According to Gilmore, some of her friends have come to see the tulips and told her, “it made them feel happier and better to be out in the sun and see something beautiful.”
Nancy Ivey, a social worker at Rutland High School, and co-adviser for Umatter, said the club had come to the high school more than five years ago because a student in the district died by suicide.
Students who were “devastated” by the death wanted to do something to help other peers who might be in trouble, Ivey said.
Because she was a social worker at the school, students asked Ivey to become adviser. Her co-adviser, Barrett Hughes, is a school-based clinician.
The club worked with the Center for Health and Learning, in Brattleboro.
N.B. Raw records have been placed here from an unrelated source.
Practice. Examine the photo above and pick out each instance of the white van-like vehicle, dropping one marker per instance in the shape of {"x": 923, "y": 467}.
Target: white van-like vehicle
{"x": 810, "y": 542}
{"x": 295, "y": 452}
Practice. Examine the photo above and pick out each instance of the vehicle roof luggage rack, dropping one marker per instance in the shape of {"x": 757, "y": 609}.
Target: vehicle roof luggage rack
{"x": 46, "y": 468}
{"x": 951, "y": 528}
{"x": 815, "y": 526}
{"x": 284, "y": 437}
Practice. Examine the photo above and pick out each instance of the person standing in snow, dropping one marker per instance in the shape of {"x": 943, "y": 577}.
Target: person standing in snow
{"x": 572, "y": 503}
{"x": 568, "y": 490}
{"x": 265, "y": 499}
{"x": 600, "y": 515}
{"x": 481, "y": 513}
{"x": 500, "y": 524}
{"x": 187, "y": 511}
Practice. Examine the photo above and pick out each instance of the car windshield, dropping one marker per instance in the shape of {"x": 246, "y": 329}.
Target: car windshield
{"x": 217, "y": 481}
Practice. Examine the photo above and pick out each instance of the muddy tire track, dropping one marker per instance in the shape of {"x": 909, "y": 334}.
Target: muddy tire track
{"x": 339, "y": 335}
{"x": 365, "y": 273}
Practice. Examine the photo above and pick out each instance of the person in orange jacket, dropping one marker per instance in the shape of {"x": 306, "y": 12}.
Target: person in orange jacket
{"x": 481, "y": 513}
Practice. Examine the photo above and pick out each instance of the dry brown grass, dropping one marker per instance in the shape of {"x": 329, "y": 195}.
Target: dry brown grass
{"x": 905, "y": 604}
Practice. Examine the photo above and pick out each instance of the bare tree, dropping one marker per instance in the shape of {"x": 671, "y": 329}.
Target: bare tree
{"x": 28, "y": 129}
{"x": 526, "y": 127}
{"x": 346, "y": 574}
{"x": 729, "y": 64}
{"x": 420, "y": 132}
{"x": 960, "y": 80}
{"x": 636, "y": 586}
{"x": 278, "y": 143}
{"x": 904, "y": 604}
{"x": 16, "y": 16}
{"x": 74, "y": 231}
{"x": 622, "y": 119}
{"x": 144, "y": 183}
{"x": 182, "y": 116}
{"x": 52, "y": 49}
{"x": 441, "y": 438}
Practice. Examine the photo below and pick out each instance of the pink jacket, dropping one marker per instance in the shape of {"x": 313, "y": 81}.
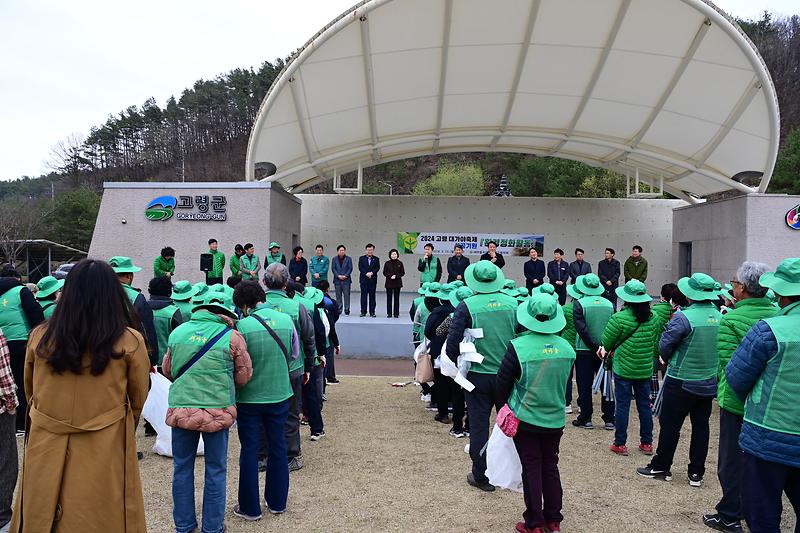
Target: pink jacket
{"x": 211, "y": 420}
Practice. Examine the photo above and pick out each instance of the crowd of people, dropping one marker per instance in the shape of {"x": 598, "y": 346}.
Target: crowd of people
{"x": 76, "y": 355}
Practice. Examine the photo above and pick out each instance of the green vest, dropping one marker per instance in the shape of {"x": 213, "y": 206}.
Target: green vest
{"x": 696, "y": 357}
{"x": 185, "y": 307}
{"x": 496, "y": 313}
{"x": 538, "y": 395}
{"x": 162, "y": 320}
{"x": 270, "y": 382}
{"x": 249, "y": 263}
{"x": 278, "y": 301}
{"x": 597, "y": 312}
{"x": 430, "y": 269}
{"x": 13, "y": 321}
{"x": 771, "y": 403}
{"x": 48, "y": 308}
{"x": 208, "y": 384}
{"x": 270, "y": 259}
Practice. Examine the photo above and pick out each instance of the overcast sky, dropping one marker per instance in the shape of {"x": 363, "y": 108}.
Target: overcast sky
{"x": 67, "y": 65}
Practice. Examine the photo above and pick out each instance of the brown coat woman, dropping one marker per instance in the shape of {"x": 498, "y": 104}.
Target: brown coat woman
{"x": 80, "y": 471}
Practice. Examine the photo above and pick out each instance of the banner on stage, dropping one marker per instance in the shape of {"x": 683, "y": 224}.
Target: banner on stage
{"x": 510, "y": 244}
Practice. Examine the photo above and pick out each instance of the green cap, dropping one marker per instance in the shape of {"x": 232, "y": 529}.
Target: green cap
{"x": 123, "y": 265}
{"x": 216, "y": 302}
{"x": 542, "y": 314}
{"x": 459, "y": 294}
{"x": 699, "y": 287}
{"x": 633, "y": 292}
{"x": 589, "y": 285}
{"x": 183, "y": 290}
{"x": 48, "y": 286}
{"x": 484, "y": 277}
{"x": 785, "y": 281}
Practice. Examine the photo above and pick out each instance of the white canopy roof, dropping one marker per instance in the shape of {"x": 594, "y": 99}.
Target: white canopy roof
{"x": 672, "y": 88}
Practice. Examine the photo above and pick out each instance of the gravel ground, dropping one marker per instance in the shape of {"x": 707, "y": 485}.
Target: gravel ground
{"x": 385, "y": 465}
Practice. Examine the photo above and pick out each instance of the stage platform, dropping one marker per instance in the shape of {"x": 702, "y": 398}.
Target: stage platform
{"x": 379, "y": 337}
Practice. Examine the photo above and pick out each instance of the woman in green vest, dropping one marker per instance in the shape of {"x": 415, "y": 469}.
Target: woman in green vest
{"x": 263, "y": 404}
{"x": 206, "y": 361}
{"x": 532, "y": 381}
{"x": 629, "y": 339}
{"x": 48, "y": 294}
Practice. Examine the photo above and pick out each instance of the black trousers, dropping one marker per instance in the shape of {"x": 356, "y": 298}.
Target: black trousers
{"x": 587, "y": 365}
{"x": 479, "y": 409}
{"x": 368, "y": 293}
{"x": 393, "y": 301}
{"x": 676, "y": 405}
{"x": 729, "y": 466}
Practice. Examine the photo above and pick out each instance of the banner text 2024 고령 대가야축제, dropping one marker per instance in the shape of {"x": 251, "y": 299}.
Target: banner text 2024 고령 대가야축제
{"x": 513, "y": 244}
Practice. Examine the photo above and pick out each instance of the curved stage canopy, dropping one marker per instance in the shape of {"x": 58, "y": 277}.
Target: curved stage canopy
{"x": 671, "y": 88}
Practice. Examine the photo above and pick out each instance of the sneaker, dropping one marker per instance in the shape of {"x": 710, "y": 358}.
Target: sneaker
{"x": 715, "y": 521}
{"x": 654, "y": 473}
{"x": 619, "y": 450}
{"x": 296, "y": 463}
{"x": 484, "y": 486}
{"x": 247, "y": 517}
The center hosts the Umatter program and youth conferences encouraging positive mental health for young people.
Ivey said members of the Umatter club at Rutland High School served as the leaders for the conference in the fall.
“The whole idea is, ‘smash the stigma around mental health.’ Get people talking about it,” Ivey said.
Members of the club are able to talk to their peers and identify who might need help.
Ivey said the students with whom she had spoken are eager for more discussion and more activities like planting the tulips to develop a positive relationship with improving mental health.
Montgomery added the tulips were planted at the front of the school so more people would see them and ask about their purpose.
“When you explain it, it starts to creates that open dialogue that you were trying to create in the first place. We thought that putting it in a place that was kind of front and center in the community would provide an opportunity for that to really flourish,” she said.